Wie bereits im Mehrwertsteuer-Aktionsplan angekündigt, plant die EU-Kommission außerdem eine Modernisierung der derzeit geltenden Vorschriften über die Freiheiten der Mitgliedstaaten bei der Festsetzung der Mehrwertsteuersätze. Zusätzlich zu dem im Dezember 2016 vorgelegten zum Steuersatz für elektronische Veröffentlichungen will die EU-Kommission bis November 2017 eine Reform der Mehrwertsteuersätze vorschlagen. Dies stehe im Einklang mit der endgültigen Regelung auf der Grundlage des Bestimmungslandprinzips, die die derzeit geltende Übergangsregelung für die Besteuerung des Handelsverkehrs zwischen den Mitgliedstaaten nach und nach ersetzen soll. Wenn Gegenstände und Dienstleistungen nunmehr im Bestimmungsmitgliedstaat besteuert werden sollen, habe es für die Lieferer keinen signifikanten Vorteil, sich in einem Mitgliedstaat mit niedrigeren Steuersätzen niederzulassen. Unterschiede bei den Mehrwertsteuersätzen würden daher die Funktionsweise des Binnenmarktes nicht länger beeinträchtigen, sofern sie mit Sicherheitsmaßnahmen zur Vermeidung von potenziellen Risiken wie Einnahmeverlusten, Wettbewerbsverzerrung, Komplexität und mangelnder Rechtssicherheit einhergehen.

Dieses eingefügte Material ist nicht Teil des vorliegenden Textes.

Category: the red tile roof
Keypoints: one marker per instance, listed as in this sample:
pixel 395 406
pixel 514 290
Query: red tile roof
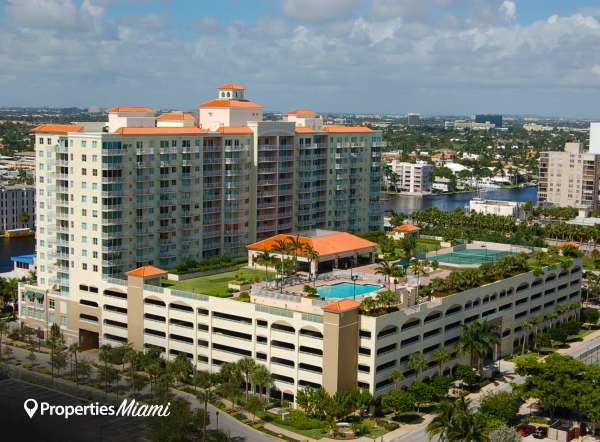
pixel 241 104
pixel 176 116
pixel 325 245
pixel 147 272
pixel 347 129
pixel 342 305
pixel 302 113
pixel 130 109
pixel 161 131
pixel 233 86
pixel 233 130
pixel 406 228
pixel 305 130
pixel 57 128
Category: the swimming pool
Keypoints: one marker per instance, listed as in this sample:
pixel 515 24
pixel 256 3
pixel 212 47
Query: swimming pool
pixel 471 256
pixel 345 290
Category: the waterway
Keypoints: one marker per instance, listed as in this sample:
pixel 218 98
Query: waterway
pixel 408 204
pixel 14 247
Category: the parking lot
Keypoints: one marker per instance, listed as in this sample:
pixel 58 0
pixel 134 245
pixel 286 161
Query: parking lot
pixel 13 394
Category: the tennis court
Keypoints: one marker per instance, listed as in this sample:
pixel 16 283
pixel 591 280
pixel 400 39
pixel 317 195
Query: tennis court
pixel 471 256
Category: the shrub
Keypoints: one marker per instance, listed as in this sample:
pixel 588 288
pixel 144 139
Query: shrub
pixel 300 421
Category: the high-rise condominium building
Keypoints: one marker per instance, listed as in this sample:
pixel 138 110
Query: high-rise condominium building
pixel 146 189
pixel 569 178
pixel 495 119
pixel 413 177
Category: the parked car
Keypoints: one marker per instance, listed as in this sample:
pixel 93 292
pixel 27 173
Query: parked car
pixel 525 430
pixel 540 432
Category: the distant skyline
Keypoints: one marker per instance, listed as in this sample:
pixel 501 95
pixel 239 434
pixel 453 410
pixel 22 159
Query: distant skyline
pixel 433 57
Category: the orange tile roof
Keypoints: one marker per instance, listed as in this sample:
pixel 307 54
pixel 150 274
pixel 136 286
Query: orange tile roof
pixel 342 305
pixel 57 128
pixel 406 228
pixel 234 86
pixel 161 131
pixel 147 272
pixel 303 113
pixel 242 104
pixel 347 129
pixel 233 130
pixel 130 109
pixel 325 245
pixel 176 116
pixel 305 130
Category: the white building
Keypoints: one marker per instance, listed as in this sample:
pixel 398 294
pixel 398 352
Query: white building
pixel 496 207
pixel 413 178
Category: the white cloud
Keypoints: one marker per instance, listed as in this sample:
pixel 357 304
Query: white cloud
pixel 509 8
pixel 318 10
pixel 331 59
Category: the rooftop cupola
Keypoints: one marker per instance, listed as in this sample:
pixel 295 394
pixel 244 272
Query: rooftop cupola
pixel 230 91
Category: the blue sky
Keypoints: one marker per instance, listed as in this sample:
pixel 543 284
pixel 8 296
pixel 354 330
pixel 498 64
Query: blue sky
pixel 364 56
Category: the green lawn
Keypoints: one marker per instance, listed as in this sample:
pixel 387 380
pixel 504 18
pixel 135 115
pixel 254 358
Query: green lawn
pixel 214 285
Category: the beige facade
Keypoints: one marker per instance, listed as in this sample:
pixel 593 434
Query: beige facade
pixel 308 343
pixel 569 178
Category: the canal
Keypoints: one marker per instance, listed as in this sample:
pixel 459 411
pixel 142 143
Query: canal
pixel 408 204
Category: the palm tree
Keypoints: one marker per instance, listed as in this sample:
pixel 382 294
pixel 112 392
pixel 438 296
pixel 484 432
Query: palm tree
pixel 246 366
pixel 418 269
pixel 105 355
pixel 74 350
pixel 440 355
pixel 386 269
pixel 397 272
pixel 457 422
pixel 3 329
pixel 397 377
pixel 265 259
pixel 312 255
pixel 283 248
pixel 297 247
pixel 478 339
pixel 417 363
pixel 261 378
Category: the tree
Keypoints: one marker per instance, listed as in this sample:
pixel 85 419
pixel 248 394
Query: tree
pixel 440 355
pixel 261 378
pixel 478 340
pixel 3 330
pixel 74 350
pixel 504 433
pixel 56 345
pixel 182 368
pixel 397 377
pixel 105 356
pixel 456 422
pixel 386 269
pixel 417 363
pixel 254 405
pixel 246 366
pixel 422 393
pixel 178 426
pixel 399 401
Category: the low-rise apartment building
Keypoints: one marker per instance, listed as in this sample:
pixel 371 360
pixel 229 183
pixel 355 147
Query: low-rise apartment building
pixel 302 341
pixel 569 178
pixel 17 207
pixel 495 207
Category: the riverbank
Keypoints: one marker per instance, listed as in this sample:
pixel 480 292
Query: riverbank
pixel 458 200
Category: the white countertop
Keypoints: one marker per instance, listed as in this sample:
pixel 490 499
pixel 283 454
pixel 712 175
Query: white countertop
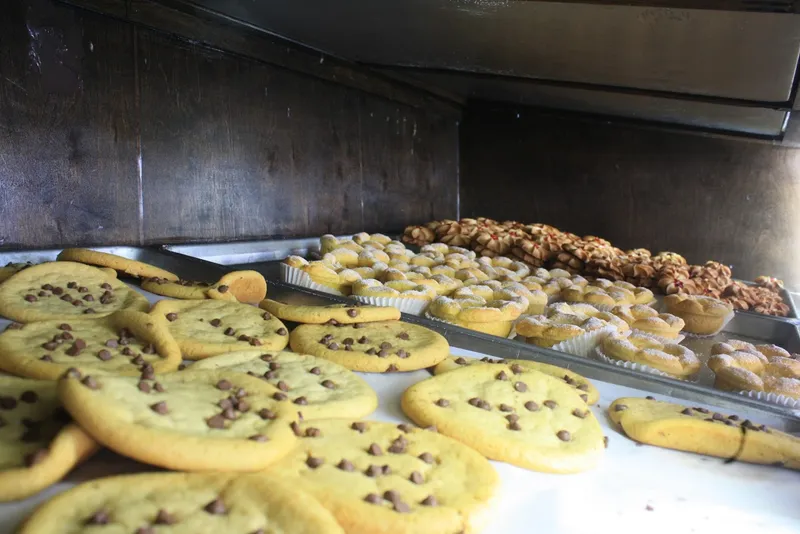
pixel 636 489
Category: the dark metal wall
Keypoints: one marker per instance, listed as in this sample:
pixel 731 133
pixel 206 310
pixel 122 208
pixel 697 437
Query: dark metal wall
pixel 111 132
pixel 708 198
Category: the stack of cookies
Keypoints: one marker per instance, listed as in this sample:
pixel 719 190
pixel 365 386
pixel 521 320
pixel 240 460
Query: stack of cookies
pixel 541 245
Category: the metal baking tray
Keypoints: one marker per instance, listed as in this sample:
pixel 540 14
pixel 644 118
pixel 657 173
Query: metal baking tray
pixel 182 266
pixel 772 414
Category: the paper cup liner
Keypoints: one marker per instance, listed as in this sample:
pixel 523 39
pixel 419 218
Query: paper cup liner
pixel 298 277
pixel 584 344
pixel 721 328
pixel 674 341
pixel 599 354
pixel 773 398
pixel 410 306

Für KMU fallen nach Auffassung der EU-Kommission aufgrund der Komplexität und Fragmentierung des Mehrwertsteuersystems in der EU proportional höhere Befolgungskosten an als für größere Unternehmen. Um diese Kosten zu senken, will die Kommission bis November 2017 ein umfassendes Vereinfachungspaket für KMU vorlegen, das ein wachstumsfreundliches und für den grenzüberschreitenden Handel förderliches Umfeld schaffen soll. Die derzeit für kleine Unternehmen geltende Regelung (Art. 281 ff. MwStSystRL) soll die Befolgungskosten für KMU senken, ist nach Auffassung der EU-Kommission aber nicht für ein auf dem Bestimmungsland beruhendes System geeignet. Es soll angepasst werden, um die Gleichbehandlung der KMU unabhängig vom Ort ihrer Niederlassung in der EU zu gewährleisten und um sie zu grenzüberschreitenden Aktivitäten und zur Nutzung der Möglichkeiten des Binnenmarktes zu ermutigen.